Como adivinó Tocqueville, «el despotismo, que en todas las épocas es peligroso, resulta particularmente de temer en los siglos democráticos», porque se presenta como la realización misma de lo democrático. Se trata de «un poder inmenso y tutelar» al que «le gusta que los ciudadanos disfruten, con tal de que no piensen sino en disfrutar. Trabaja mucho para que sean felices, pero pretende ser el único agente y árbitro de esa felicidad». Y todo ello según una concepción anómica de la libertad en cuyo nombre se puede y debe allanar toda discrepancia.
Todo lo anterior se sigue de un malentendido antropológico según el cual la libertad requiere su independencia de las formas zoológicas, genealógicas e histórico culturales que la han hecho posible. Y así, por ejemplo, el patrimonio genético o el sexo no son sino potenciales imposiciones restrictivas. Ni rastro, pues, de la experiencia masivamente mayoritaria de los seres humanos de todos los tiempos, que no han padecido su sexo como una restricción a su libertad, sino como la forma singular y venturosa de la completa realización de lo humano en uno mismo.
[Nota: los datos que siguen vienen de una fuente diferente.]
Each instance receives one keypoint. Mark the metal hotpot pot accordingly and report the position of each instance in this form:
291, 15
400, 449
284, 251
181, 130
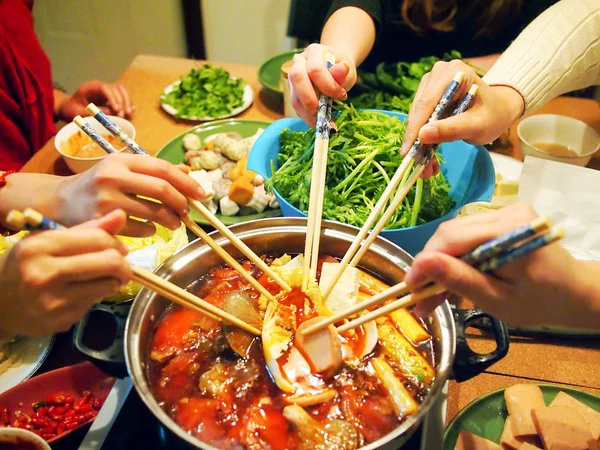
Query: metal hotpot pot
287, 235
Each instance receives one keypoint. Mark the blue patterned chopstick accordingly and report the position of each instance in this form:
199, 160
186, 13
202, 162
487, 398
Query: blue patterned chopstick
502, 243
525, 249
415, 151
94, 135
114, 129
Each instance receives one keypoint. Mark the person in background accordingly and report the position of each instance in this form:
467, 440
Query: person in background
371, 31
558, 52
29, 104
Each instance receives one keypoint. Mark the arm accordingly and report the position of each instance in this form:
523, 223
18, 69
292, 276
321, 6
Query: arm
557, 53
548, 287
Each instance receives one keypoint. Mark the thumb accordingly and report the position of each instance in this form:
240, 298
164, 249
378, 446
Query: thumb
454, 128
455, 275
112, 223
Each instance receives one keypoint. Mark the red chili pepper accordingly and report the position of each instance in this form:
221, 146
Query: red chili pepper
57, 398
4, 420
40, 422
70, 424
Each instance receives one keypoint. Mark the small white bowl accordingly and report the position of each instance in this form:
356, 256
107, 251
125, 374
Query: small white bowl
77, 164
19, 436
556, 129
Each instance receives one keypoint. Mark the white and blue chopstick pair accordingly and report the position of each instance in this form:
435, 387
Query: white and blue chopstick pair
198, 206
487, 257
418, 153
33, 220
317, 185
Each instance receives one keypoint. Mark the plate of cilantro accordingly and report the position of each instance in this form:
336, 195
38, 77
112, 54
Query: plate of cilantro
206, 93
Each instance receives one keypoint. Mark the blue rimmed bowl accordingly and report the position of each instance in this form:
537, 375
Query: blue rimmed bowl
468, 169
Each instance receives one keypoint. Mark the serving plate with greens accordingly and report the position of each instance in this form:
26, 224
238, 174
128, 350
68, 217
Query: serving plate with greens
207, 93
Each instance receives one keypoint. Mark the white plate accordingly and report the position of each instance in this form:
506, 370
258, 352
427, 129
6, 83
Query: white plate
508, 167
33, 351
247, 100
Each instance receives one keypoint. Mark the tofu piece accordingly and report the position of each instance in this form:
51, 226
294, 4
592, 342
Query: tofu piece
202, 178
520, 400
562, 428
345, 292
470, 441
591, 416
528, 446
510, 441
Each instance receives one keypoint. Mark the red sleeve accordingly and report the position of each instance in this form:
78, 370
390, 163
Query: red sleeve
26, 92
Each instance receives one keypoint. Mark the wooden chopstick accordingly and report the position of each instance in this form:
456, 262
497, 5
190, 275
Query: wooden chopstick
492, 264
476, 257
359, 244
317, 185
198, 206
178, 295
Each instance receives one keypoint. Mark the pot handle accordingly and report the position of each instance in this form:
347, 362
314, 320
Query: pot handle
110, 358
467, 363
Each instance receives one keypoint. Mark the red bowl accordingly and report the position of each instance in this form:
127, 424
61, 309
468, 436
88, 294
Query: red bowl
71, 380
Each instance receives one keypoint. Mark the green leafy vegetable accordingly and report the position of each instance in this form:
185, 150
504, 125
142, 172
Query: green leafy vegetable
362, 159
206, 92
393, 86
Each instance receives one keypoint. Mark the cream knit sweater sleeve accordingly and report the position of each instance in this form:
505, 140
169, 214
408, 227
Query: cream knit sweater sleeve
557, 53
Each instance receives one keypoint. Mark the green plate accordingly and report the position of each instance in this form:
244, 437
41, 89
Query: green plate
174, 152
485, 416
269, 72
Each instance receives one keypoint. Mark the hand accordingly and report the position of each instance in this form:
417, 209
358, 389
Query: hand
117, 182
493, 110
309, 73
49, 280
547, 287
111, 98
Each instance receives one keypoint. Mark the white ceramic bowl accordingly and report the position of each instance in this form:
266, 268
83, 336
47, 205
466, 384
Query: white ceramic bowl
77, 164
16, 436
557, 129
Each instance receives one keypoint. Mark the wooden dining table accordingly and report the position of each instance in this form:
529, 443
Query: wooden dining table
572, 361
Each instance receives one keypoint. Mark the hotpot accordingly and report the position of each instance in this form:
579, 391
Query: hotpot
276, 236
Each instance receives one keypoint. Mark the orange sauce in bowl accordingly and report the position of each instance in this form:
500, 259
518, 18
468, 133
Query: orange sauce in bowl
80, 145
Otro tanto ocurre al respecto de la pretendida autoría exclusiva del sujeto. Por supuesto que aspiramos a conducir nuestra vida, pero, sencillamente, no es verdad que pretendamos hacerlo en exclusividad. De hecho, aspiramos a poder hacer de nuestra vida una historia de coautorías cruzadas con aquellos sin los cuales vivir tendría menos sentido. No es la autoría solitaria la forma plenamente libre de una existencia, sino exactamente lo contrario, es decir, la populosa forma coral de una vida repleta de relaciones, amores y amistades con intensas dependencias mutuas.
Los hombres somos una conversación (Gadamer), y nadie es más libre y más sí mismo por su soledad, sino en una vida poblada por aquellos cuya libre autonomía no solo no disminuye, sino que crece y se multiplica con el impulso de su mutua dependencia. Eso es una familia, un grupo de amigos, incluso un país capaz de vincular agradecidamente a los vivos entre sí y con sus muertos.
Y de ahí que, si se diera el caso insólito de un Dios dispuesto a sumar su voz al coro de voces cuyo diálogo nos constituye, la vida humana misma se desbordaría en una plenitud de otro modo impensable. De hecho, la idea de una omnipotencia creadora de seres libres es de suyo la de una omnipotencia conversacional, ante la que la libertad humana no solo no desfallecería, sino que la conversación que somos cobraría una riqueza y profundidad insospechables.
El sujeto que se pretende autor en exclusiva del guion de su vida se hace, por ello mismo, solitario en un monologuismo delirante. Medio en serio medio en broma, Lewis aseguraba que la política debe cuidar de apenas de la familia, la amistad y la soledad. La mentalidad progresista no está tan lejos como parece, pero considera al individuo solitario lo primero y, consecuentemente, hace de la soledad desvinculada el principio al que siempre se ha de poder volver. De manera que familia y amistad tienden a disolver sus diferencias en la misma medida que desaparecen los vínculos incondicionales. Sin embargo, basta con experimentar que la soledad solo es un lujo –imprescindible– en el contexto previo de relaciones incondicionales como las familiares y duraderas como las amistosas, para alejarse del núcleo generativo de la antropología progresista y del imperativo de hacer ‘libres’ a los demás, aunque no quieran.